Most judges adapted quickly

“St. Tammany and Washington Parish, we did not skip a beat,” said Shannon Christian, the juvenile divisions supervisor for the 22nd Judicial District Court Public Defenders Office, made up of the two parishes north of Orleans. The district does not have a specific juvenile court but rather a single judge, Judge Scott Gardner, who hears all juvenile cases. 

As the totality of the pandemic began to hit, Gardner, who has the reputation of being tech savvy, made an immediate and smooth transition to using Zoom for all his juvenile court proceedings, Christian said. In fact, juvenile cases were prioritized.

“We were up and going on delinquent before they even had a court date on the felony stuff,” Christian said. 

The court has managed to hold all juvenile hearings — not just those deemed essential, she said. The only hearings that were continued to a later date were adjudications that required multiple witnesses, she said. 

The city courts in Slidell and Bogalusa didn’t have as smooth a transition, she said, but once they had a new system in place, the hearings continued. 

Meanwhile, the juvenile court in Calcasieu Parish in the western part of the state near the Texas border has never held a juvenile in detention past the three-day mark without a lawyer being able to get before a judge, said Necole Williams, a juvenile defender with the Calcasieu Public Defenders. Calcasieu Parish has a court specific to juvenile cases with three different judges. 

Each judge adapted to working remotely differently, Williams said. All three held informal hearings first, over the phone, Zoom or Microsoft Teams, during which she could advocate for the release of her client. If a judge did not release the youth during the informal hearing, they had the option of a formal hearing over Zoom.

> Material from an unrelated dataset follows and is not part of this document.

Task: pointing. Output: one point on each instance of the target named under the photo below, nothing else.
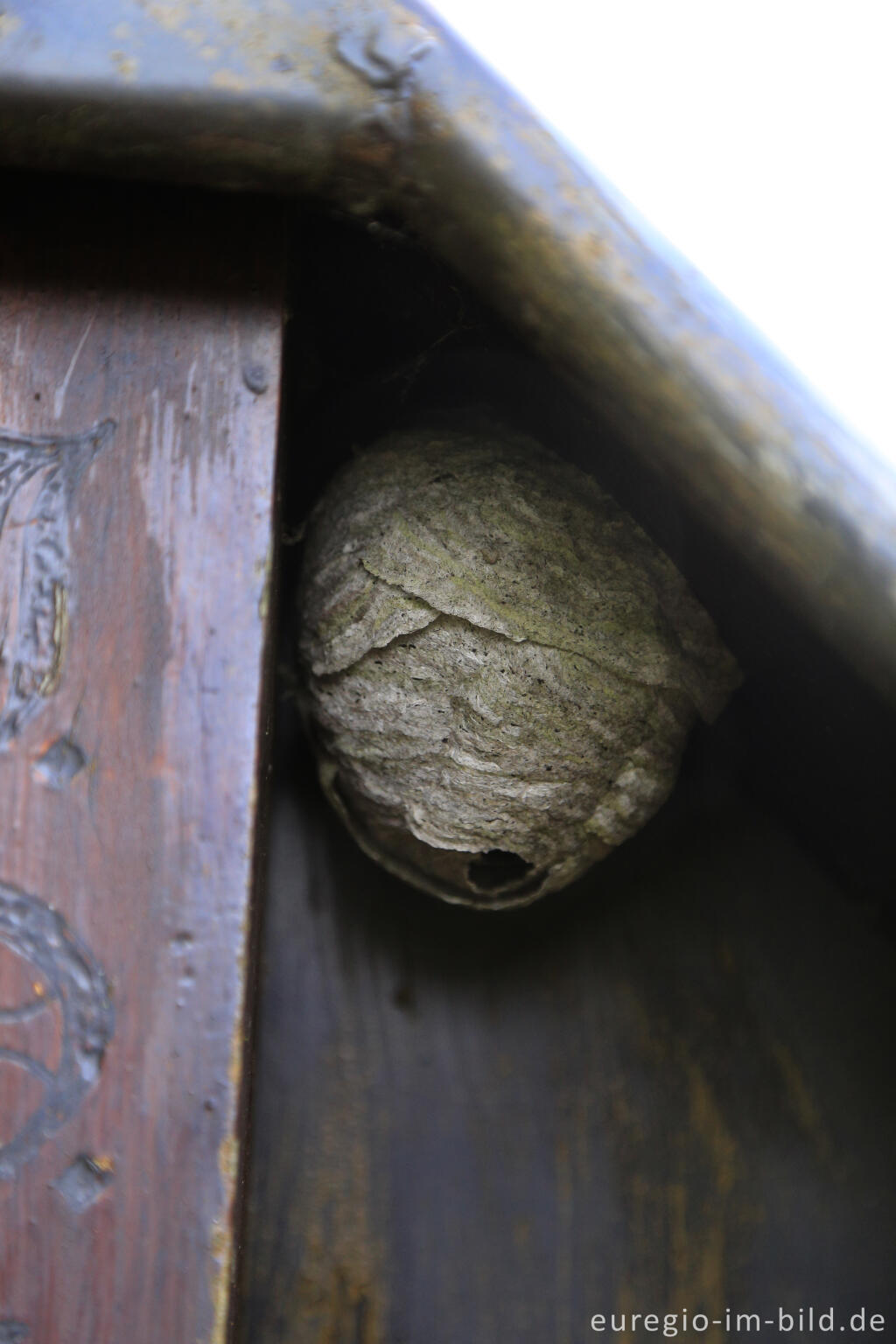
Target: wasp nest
(499, 667)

But getting to that point was bumpy. 

“I don't want to make it seem like it was a cake-walk, it was not,” she said about the transition period. “We had to figure it out. But we were able to figure it out.”

She said they were lucky too. During the first week of operating remotely, they were granted an accidental grace period.

“It seems it only worked out that way because that first week, when everyone was scrambling, we didn't have anyone get arrested,” she said. 

Both Calcasieu and Washington and St. Tammany parishes reopened for in-person court proceedings in May. Orleans Parish courts are supposed to reopen today but could not be reached to confirm this. 

With other districts having successfully transitioned to remote hearings, Hector Linares, an associate clinical professor at Loyola University New Orleans College of Law, said he did not see a reason why Orleans Parish did not. 

“It’s pretty clear that it’s a right that these youth are entitled to,” he said. “And through technology, it was possible to do it.”

But now that they’ve begun, it seems as though the court is doing them regularly, he said, and he was glad. 

Pittman, of the Louisiana Public Defender Board, said the legal ramifications are a bit more complicated since it remains unclear whether or not the three-day term period for holding the hearings was suspended or not because of the executive order. 

“Was the three day-term period suspended? Was it not suspended? Was there some sort of implicit good cause finding for all these cases? I can't answer those questions,” he said. “Courts are going to have to sort that out.”